ASIA-PACIFIC STOCKS, BONDS Asian markets were mostly higher Monday, with Japanese stocks boosted by a yen which weakened on reports of who was likely to run the Bank of Japan, while markets across the region mulled slower growth in China's manufacturing activity.

The U.S. dollar moved sharply higher against the yen on reports that the Japanese government plans to nominate Haruhiko Kuroda for the governorship of the central bank.

The current head of the Asian Development Bank, Mr. Kuroda is regarded as a supporter of Prime Minister Shinzo Abe's monetary easing goals, which have seen the yen weaken sharply since mid-November.

The weakness in the yen set the scene for another surge in Japanese stocks, with the Nikkei Stock Average ending up 2.4% at 11662.52, its highest close since September 2008.

Banks and exporters posted strong gains in Tokyo: Honda Motor added 1.6% and Mitsubishi UFJ Financial Group rose 2.7%. Sharp Corp. dropped 5.2% after a report saying that the electronics company's talks with Taiwan's Hon Hai Precision Industry Co. were over and it now has plans to raise up to Y200 billion in capital.

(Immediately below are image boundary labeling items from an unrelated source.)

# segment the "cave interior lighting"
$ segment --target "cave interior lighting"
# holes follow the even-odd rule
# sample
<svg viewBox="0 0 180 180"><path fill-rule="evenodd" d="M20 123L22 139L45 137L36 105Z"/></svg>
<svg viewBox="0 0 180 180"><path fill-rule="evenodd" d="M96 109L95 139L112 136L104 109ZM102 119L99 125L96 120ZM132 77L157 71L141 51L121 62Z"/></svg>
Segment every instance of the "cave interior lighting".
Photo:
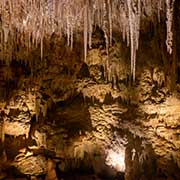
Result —
<svg viewBox="0 0 180 180"><path fill-rule="evenodd" d="M56 33L67 38L73 48L74 36L82 32L84 59L91 48L93 27L104 32L106 49L112 44L113 30L127 41L131 50L131 75L135 80L136 51L139 46L142 10L149 17L161 19L166 12L169 54L173 50L173 9L175 0L1 0L0 1L0 59L10 62L18 44L27 52L40 47L43 60L44 39ZM15 43L14 43L15 42Z"/></svg>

Representatives from Sharp and Hon Hai told The Wall Street Journal by telephone that the report about talks being suspended wasn't true.

The main data point for Asia on Monday was preliminary Chinese manufacturing data for February, which came out at 50.4 compared to a final reading of 52.3 in January.

The measure however still remains above 50, indicating an expansion in manufacturing activity. In Hong Kong, the Hang Seng Index ended up 0.2% at 22820.08, while the Shanghai Composite in mainland China climbed 0.5% to 2325.82.

Weighing on the Hong Kong market were local developers, which fell after the city's government announced a new round of measures to cool the market. Sun Hung Kai Properties lost 1.3% and Sino Land dropped 0.6%. South Korea's Kospi Composite lost 0.5% to 2009.52.


Base metals were mostly lower at the close of London Metal Exchange floor trading Monday, slipping in late afternoon trade as the euro softened versus the dollar.

At the PM kerb close, LME three-month aluminum was down 0.6% at $2,036/ton. Nickel lost the most ground, down 1.6% at $16,700/ton. Copper held up the best of the base metals Monday, closing 0.5% higher on the day at $7,836/ton.

Crude-oil futures settled a touch lower Monday, trading in a tight range as a slowdown in Chinese manufacturing fed concerns over energy demand.

Crude oil for April delivery fell 2 cents to $93.11 a barrel on the New York Mercantile Exchange. Gold futures ended higher as investors flocked back to the yellow metal after last week's steep declines.

The most actively traded contract, for April delivery, rose $13.80, or 0.9%, to settle at $1,586.60 a troy ounce on the Comex division of the New York Mercantile Exchange.